31 % des parents canadiens croient qu’il est préférable que les enfants développent leur immunité à partir d'infections naturelles plutôt qu'à partir de vaccins.

4. Grâce à la vaccination, on ne voit presque plus au Canada de maladies infectieuses comme la rougeole, la coqueluche et la polio. Est-ce que ça joue contre les autorités de santé publique et les campagnes de sensibilisation?

Oui, tout à fait. On utilise l'expression la vaccination est victime de son succès. Pour certaines maladies comme la poliomyélite, par exemple, il n’y a plus personne qui connaît quelqu'un qui a eu la polio.

Les gens ne voient plus ces maladies et ils se concentrent beaucoup plus sur les risques des vaccins. Ils se demandent : pourquoi continuer de faire vacciner mon enfant?

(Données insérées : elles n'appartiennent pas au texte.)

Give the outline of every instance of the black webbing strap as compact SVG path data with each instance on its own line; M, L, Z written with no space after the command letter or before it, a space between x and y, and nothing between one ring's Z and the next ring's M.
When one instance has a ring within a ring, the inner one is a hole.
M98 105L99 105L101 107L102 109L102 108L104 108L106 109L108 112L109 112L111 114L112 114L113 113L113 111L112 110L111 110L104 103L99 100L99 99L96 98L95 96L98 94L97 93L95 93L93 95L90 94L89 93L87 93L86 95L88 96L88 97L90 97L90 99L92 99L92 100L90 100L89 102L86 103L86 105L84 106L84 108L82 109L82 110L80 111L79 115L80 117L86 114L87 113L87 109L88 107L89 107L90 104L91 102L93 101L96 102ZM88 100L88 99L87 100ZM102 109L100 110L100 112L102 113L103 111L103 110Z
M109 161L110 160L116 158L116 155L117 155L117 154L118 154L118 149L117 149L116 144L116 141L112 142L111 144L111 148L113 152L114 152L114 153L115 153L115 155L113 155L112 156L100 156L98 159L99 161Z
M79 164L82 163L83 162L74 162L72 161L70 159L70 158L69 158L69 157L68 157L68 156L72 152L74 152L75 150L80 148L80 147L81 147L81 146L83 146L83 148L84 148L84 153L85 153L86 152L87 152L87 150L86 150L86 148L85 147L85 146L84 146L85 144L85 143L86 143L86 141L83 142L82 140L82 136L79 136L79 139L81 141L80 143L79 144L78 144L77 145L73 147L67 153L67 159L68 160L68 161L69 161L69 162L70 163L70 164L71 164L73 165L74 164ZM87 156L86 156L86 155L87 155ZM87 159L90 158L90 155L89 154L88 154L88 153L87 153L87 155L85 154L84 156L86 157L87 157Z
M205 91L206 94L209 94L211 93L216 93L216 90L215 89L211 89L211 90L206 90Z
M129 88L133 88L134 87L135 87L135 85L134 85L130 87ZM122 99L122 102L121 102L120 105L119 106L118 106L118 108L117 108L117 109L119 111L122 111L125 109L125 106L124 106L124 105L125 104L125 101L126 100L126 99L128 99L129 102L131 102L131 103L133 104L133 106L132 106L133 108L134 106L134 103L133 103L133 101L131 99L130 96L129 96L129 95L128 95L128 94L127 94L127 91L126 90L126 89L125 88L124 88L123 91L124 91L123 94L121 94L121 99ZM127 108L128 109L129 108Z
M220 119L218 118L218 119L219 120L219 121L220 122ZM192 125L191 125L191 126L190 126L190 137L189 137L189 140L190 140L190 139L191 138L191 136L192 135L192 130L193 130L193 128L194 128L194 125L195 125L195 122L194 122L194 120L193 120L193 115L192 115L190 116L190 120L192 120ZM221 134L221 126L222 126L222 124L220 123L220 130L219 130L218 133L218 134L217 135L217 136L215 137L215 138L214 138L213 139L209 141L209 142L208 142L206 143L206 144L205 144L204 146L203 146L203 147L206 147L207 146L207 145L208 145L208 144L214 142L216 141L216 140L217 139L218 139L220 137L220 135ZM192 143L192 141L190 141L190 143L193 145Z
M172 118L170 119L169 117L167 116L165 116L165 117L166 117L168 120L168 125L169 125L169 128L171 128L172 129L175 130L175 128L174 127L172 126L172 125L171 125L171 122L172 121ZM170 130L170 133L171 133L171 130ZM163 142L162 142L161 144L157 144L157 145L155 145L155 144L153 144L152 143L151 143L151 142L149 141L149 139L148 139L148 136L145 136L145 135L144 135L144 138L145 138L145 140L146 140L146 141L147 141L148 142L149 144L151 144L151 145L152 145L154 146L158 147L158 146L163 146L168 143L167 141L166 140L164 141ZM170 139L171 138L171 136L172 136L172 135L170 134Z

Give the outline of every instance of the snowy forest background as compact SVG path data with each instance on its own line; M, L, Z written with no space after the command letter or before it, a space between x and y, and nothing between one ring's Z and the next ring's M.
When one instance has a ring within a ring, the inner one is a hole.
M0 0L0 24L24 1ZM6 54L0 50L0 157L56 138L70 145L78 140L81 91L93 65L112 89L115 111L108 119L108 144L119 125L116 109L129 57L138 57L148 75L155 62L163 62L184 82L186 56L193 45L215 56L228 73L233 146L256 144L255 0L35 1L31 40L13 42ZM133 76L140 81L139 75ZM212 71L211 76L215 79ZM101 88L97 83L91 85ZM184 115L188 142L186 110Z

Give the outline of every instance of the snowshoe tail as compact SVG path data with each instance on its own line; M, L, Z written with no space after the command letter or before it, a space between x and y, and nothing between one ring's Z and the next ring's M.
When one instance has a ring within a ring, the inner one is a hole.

En même temps, il y a un paradoxe, parce que quand on a de nouveaux vaccins, les gens sont plus craintifs parce qu'ils disent : c’est nouveau, ça n’a pas été testé, je vais attendre un peu.

Et puis d’un autre côté, le vaccin contre la rougeole est utilisé depuis les années 1970. On a vraiment beaucoup d'informations, on est très confiant dans les évidences scientifiques, on connaît les effets secondaires possibles.

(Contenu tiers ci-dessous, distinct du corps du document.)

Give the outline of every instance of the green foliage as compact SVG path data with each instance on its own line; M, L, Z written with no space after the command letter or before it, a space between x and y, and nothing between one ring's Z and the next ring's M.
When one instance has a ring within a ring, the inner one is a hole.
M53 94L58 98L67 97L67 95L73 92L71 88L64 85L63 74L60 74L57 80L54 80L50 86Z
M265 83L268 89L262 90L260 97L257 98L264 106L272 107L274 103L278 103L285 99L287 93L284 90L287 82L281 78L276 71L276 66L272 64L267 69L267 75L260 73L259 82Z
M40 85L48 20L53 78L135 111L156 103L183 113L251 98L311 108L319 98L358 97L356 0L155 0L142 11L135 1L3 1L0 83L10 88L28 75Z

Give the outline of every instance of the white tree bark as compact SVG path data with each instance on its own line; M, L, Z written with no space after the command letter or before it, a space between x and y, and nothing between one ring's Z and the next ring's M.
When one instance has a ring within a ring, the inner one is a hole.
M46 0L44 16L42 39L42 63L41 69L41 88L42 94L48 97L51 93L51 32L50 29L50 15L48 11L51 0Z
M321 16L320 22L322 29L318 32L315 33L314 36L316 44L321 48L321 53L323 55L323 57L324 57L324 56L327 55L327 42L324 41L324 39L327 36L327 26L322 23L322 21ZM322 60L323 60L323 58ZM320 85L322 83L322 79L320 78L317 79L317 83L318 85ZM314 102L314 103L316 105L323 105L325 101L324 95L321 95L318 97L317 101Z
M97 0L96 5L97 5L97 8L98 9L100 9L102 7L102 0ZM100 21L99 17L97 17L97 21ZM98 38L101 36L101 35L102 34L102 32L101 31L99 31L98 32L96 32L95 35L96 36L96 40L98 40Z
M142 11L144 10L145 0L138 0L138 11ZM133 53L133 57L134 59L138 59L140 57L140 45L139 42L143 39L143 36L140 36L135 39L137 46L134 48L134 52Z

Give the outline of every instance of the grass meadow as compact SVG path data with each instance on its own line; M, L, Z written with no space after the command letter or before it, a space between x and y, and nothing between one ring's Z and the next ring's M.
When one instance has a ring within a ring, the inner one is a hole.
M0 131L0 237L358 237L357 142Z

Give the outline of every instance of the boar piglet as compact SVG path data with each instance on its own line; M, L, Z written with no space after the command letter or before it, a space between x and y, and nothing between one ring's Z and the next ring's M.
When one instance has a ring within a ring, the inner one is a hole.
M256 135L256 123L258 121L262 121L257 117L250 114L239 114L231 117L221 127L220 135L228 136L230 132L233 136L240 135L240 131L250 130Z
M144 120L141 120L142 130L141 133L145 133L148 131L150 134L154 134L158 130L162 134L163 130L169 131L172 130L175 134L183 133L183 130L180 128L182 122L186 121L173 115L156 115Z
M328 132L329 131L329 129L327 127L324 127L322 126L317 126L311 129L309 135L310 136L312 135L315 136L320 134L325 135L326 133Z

5. D’ailleurs, s’il y a autant de preuves scientifiques des bienfaits de la vaccination, pourquoi y a-t-il autant d’hésitation vaccinale?

C'est parce que ce n'est pas un enjeu scientifique, c'est une réaction émotive, qui est basée sur des croyances plus larges sur la santé. Donc [même lorsqu’on présente des données probantes], une personne va justifier de ne pas se faire vacciner avec d’autres raisons.

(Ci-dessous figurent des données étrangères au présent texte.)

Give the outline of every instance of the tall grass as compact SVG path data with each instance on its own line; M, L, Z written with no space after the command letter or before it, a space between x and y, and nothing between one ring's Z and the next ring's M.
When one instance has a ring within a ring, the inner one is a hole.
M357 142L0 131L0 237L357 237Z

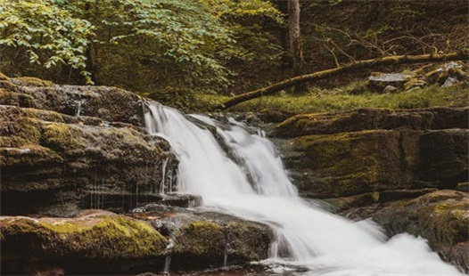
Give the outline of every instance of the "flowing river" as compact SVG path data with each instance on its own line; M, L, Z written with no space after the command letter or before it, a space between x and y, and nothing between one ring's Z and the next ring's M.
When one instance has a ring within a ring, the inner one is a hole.
M156 102L148 104L145 123L180 160L178 192L202 196L205 208L272 227L276 239L263 263L277 265L278 273L299 266L306 275L461 275L424 239L388 239L373 222L355 223L300 199L261 133L235 121L187 119Z

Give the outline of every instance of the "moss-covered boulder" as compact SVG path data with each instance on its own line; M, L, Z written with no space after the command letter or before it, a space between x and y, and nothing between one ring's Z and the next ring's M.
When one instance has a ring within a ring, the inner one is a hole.
M122 212L168 191L177 160L142 127L142 110L118 88L3 77L2 215Z
M109 86L59 85L35 77L0 80L0 104L144 126L141 98Z
M67 274L128 271L143 264L162 267L167 246L146 223L110 212L74 218L2 216L0 231L3 274L37 274L45 265Z
M285 165L302 194L330 198L420 188L419 134L366 130L289 141Z
M219 213L152 204L134 215L148 220L170 239L171 272L260 261L268 256L273 239L267 225Z
M467 108L295 116L274 136L300 191L334 198L455 189L469 170Z

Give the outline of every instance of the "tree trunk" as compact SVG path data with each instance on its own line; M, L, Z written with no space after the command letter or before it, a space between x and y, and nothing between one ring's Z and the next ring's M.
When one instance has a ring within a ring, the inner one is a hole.
M290 35L290 50L293 58L294 76L306 73L303 59L301 34L300 32L300 0L288 0L288 27ZM308 92L308 84L298 84L294 87L295 93Z
M404 63L424 63L424 62L438 62L447 61L467 61L469 60L469 53L467 51L460 53L451 53L446 54L422 54L422 55L395 55L381 59L365 60L356 61L342 67L330 69L323 71L317 71L311 74L294 77L267 87L262 87L254 91L251 91L240 95L234 96L221 105L218 106L218 110L225 110L239 104L241 102L252 100L263 95L273 94L280 90L304 84L317 79L325 78L344 73L357 69L372 68L374 66L404 64Z

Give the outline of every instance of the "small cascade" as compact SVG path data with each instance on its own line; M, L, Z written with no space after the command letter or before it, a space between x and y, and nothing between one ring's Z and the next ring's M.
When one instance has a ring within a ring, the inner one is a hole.
M161 163L161 182L160 183L160 190L159 190L159 192L160 194L165 194L166 193L166 189L169 188L169 191L171 191L171 188L172 187L166 187L166 166L168 166L168 161L169 160L169 158L165 158L163 160L163 162Z
M169 239L168 240L168 245L166 246L166 252L167 256L164 262L164 269L163 273L164 274L169 274L169 269L171 267L171 249L174 248L174 240L172 239Z
M164 274L169 274L170 266L171 266L171 256L167 256L164 261L164 270L163 270Z
M177 192L201 196L206 209L273 229L276 238L264 263L300 266L310 275L460 275L424 239L387 239L371 222L354 223L304 201L273 144L242 124L193 116L210 126L203 127L155 102L144 118L147 131L167 139L179 159Z

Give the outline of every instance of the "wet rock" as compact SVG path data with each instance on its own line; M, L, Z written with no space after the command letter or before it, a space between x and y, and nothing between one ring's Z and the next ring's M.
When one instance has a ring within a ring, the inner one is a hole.
M109 86L59 85L34 77L11 81L15 89L6 89L11 94L3 104L144 126L141 98L131 92Z
M123 212L176 181L168 142L138 126L6 105L0 118L3 215Z
M421 179L455 189L468 181L469 129L432 130L420 137Z
M399 91L399 89L392 85L387 85L386 87L384 87L384 89L383 89L383 93L395 93L397 91Z
M408 232L428 239L444 259L469 271L469 195L451 190L436 191L414 199L351 208L342 215L352 219L372 217L390 236Z
M467 182L469 109L304 114L273 135L300 192L350 197Z
M0 229L2 274L103 274L143 264L162 266L167 244L144 222L103 211L74 218L2 216Z
M160 205L144 207L143 211L132 215L146 217L173 241L167 248L172 272L245 264L267 257L273 235L267 225L229 215Z
M424 188L416 182L419 134L370 130L289 141L284 158L300 192L311 198Z

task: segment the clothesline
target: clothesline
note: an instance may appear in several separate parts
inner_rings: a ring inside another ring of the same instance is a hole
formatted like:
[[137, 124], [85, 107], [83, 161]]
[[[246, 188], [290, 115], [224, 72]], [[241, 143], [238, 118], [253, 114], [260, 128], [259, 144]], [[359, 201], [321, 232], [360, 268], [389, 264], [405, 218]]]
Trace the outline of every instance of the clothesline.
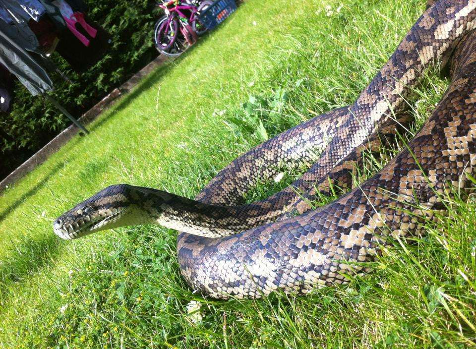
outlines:
[[[109, 47], [110, 35], [87, 12], [82, 0], [0, 0], [0, 70], [2, 65], [11, 73], [6, 76], [16, 77], [32, 95], [44, 95], [85, 132], [46, 93], [53, 89], [47, 70], [69, 80], [48, 59], [53, 52], [81, 72], [101, 59]], [[13, 84], [5, 78], [0, 80], [1, 110], [10, 110], [13, 95]]]

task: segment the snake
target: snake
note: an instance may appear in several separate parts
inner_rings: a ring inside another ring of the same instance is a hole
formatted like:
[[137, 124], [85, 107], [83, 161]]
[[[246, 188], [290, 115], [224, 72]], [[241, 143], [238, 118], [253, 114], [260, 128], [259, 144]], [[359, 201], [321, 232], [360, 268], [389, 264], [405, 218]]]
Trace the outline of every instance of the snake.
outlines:
[[[217, 298], [305, 294], [369, 273], [368, 262], [382, 246], [424, 233], [422, 222], [447, 210], [447, 197], [472, 190], [475, 27], [476, 0], [428, 1], [354, 104], [255, 147], [194, 199], [114, 184], [60, 216], [54, 231], [71, 239], [137, 225], [176, 230], [182, 275], [194, 290]], [[451, 82], [430, 117], [378, 173], [353, 184], [365, 154], [394, 143], [405, 129], [406, 99], [432, 67], [445, 68]], [[288, 186], [246, 203], [260, 181], [302, 164], [307, 171]], [[342, 188], [338, 198], [313, 206], [335, 187]]]

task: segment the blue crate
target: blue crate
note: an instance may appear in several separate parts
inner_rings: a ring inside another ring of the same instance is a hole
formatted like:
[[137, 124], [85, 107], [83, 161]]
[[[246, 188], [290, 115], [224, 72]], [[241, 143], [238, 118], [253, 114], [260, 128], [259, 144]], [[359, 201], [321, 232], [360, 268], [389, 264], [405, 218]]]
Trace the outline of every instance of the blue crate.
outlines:
[[224, 21], [237, 9], [235, 0], [217, 0], [198, 16], [200, 22], [208, 30]]

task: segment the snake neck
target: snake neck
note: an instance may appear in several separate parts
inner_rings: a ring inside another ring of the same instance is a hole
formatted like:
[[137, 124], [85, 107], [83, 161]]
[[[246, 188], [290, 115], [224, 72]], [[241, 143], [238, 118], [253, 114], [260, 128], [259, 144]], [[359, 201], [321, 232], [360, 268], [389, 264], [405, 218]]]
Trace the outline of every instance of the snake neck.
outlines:
[[273, 222], [283, 213], [279, 205], [276, 210], [263, 210], [265, 204], [259, 201], [231, 206], [210, 205], [143, 187], [131, 187], [128, 196], [138, 217], [132, 218], [135, 223], [158, 224], [207, 237], [236, 234]]

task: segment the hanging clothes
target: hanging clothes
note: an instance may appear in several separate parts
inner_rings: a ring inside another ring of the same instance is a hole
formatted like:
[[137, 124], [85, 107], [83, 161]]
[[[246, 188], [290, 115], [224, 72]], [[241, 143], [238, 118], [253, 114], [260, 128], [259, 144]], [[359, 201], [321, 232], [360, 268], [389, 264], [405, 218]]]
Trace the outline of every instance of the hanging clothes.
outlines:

Les gens sont très sensibles aux anecdotes, beaucoup plus qu'aux faits scientifiques. Ce que je vois dans mes travaux, c'est que [la décision de vacciner ou non] est beaucoup basée sur les savoirs expérientiels : ce qui s’est passé avec son cousin, son ami qui s’est fait vacciner et qui a eu des complications.

Oui, c'est important d'avoir une bonne information pour prendre une décision éclairée. Et pour la plupart des parents qui n’ont pas nécessairement une grande méfiance, souvent [la présentation de données probantes] va être assez pour les rassurer.

Il faut personnaliser l’information. Parce que si on se met à parler de la sécurité des vaccins, mais que la personne veut juste savoir si son bébé va avoir mal, on ne répond pas à ses questions.

Parmi les parents canadiens qui n’ont pas fait vacciner leurs enfants :

  • 54 % ne l’ont pas fait en raison des risques associés aux vaccins

  • 33 % disent ne pas avoir confiance en l'utilité ou l'efficacité des vaccins

6. Doit-on revoir notre façon de réduire l'hésitation vaccinale?

Traditionnellement, beaucoup d’efforts ont été mis sur l'accès aux services de santé. On se disait que si c'est facile de prendre un rendez-vous, si on fait des rappels, on va réussir à vacciner tout le monde. Mais même si les services sont disponibles, il y a des parents qui ne veulent pas faire vacciner leurs enfants.

On sait aussi que les professionnels de la santé ont un grand rôle à jouer. Si notre médecin de famille nous parle de la vaccination positivement, ça va être souvent un facteur déterminant.

Enfin, on oublie qu’il y a plein de barrières à l'accès et il y a des groupes qu'on rejoint moins bien. On a vu pendant la pandémie qu’il faut passer par des intermédiaires de la communauté, par les associations, les maisons de familles. Ces gens ont déjà des relations de confiance avec la population et peuvent mieux communiquer l’information, l’adapter aux réalités du terrain.

Les écoles sont une excellente porte d'entrée. Un appel de l’infirmière de l’école pour répondre à tes questions n’a pas le même impact que de recevoir une lettre du centre de services scolaire.

Et il faut outiller les professionnels pour aborder l’hésitation vaccinale. Je prends en exemple le cas d’une maman avec sept enfants. Elle avait refusé le vaccin de la coqueluche pour son premier enfant. Ses enfants ont tous eu la coqueluche et elle a changé sa position par rapport à la vaccination. Elle a raconté que personne ne lui avait parlé de vaccination après son premier refus. On avait présumé que l’opinion de cette maman et des gens ne changeait pas au fil du temps.

Si en ce moment on est dans l’urgence de contrôler les éclosions de rougeole, on va avoir du travail à faire pour faire la promotion de la vaccination, parce qu’avec les maladies infectieuses, ce n’est jamais fini.